Investigadores da Universidade Nacional de Córdoba (UNC) e do Conselho Nacional de Pesquisas Científicas e Técnicas (Conicet) participaram de um trabalho internacional publicado na revista Nature, onde foi analisado o conceito de “biodiversidade escura”.
O estudo, que incluiu amostragens em Córdoba e Santa Cruz, concluiu que o impacto humano em Córdoba é comparável ao de países europeus, mas ocorreu em um período muito mais curto.
O que é biodiversidade escura?
A pesquisa analisou 119 regiões do mundo, incluindo locais no Brasil e no Equador.
O objetivo era determinar quantas espécies vegetais deveriam estar presentes em um ecossistema, mas não estão devido a fatores evolutivos, climáticos e a ação humana.
De acordo com o relatório:
- Quanto maior a intervenção humana, menor a diversidade de espécies.
- Foi confirmada uma perda significativa de flora em Córdoba devido à expansão urbana e agrícola.
Levantamentos em Córdoba: resultados alarmantes
O levantamento em Córdoba foi realizado em 50 pontos entre Ascochinga e Río Ceballos, onde os pesquisadores compararam a diversidade existente com a que deveria estar presente.

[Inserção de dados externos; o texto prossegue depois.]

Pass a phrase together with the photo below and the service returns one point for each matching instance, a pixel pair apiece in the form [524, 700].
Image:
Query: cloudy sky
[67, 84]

Lucas Enrico, professor da Faculdade de Ciências Exatas, Físicas e Naturais (FCEFyN) da UNC, explicou em um comunicado: “Buscamos conhecer qual diversidade existe em cada local em relação à pegada humana. Isso permite entender a biodiversidade escura, ou seja, as espécies que potencialmente deveriam estar presentes.”
Os dados revelaram que:
- Córdoba tem uma pegada humana maior do que Santa Cruz.
- Apresenta menos espécies do que o esperado, refletindo um impacto ambiental severo.
- Seu nível de afetação é semelhante ao da Europa, embora na Argentina a intervenção tenha começado há 200 anos, enquanto na Europa foi há mais de mil anos.
Implicações e políticas ambientais urgentes
Melisa Giorgis, professora e pesquisadora do Imbiv, enfatizou que o estudo evidencia a perda de diversidade devido à atividade humana: “Mais impacto, menos diversidade, menos oportunidades e menor sustentabilidade.”
Segundo os especialistas, esses resultados deveriam impulsionar políticas públicas voltadas para uma gestão integrada dos ecossistemas, que protejam a biodiversidade e o bem-estar da população.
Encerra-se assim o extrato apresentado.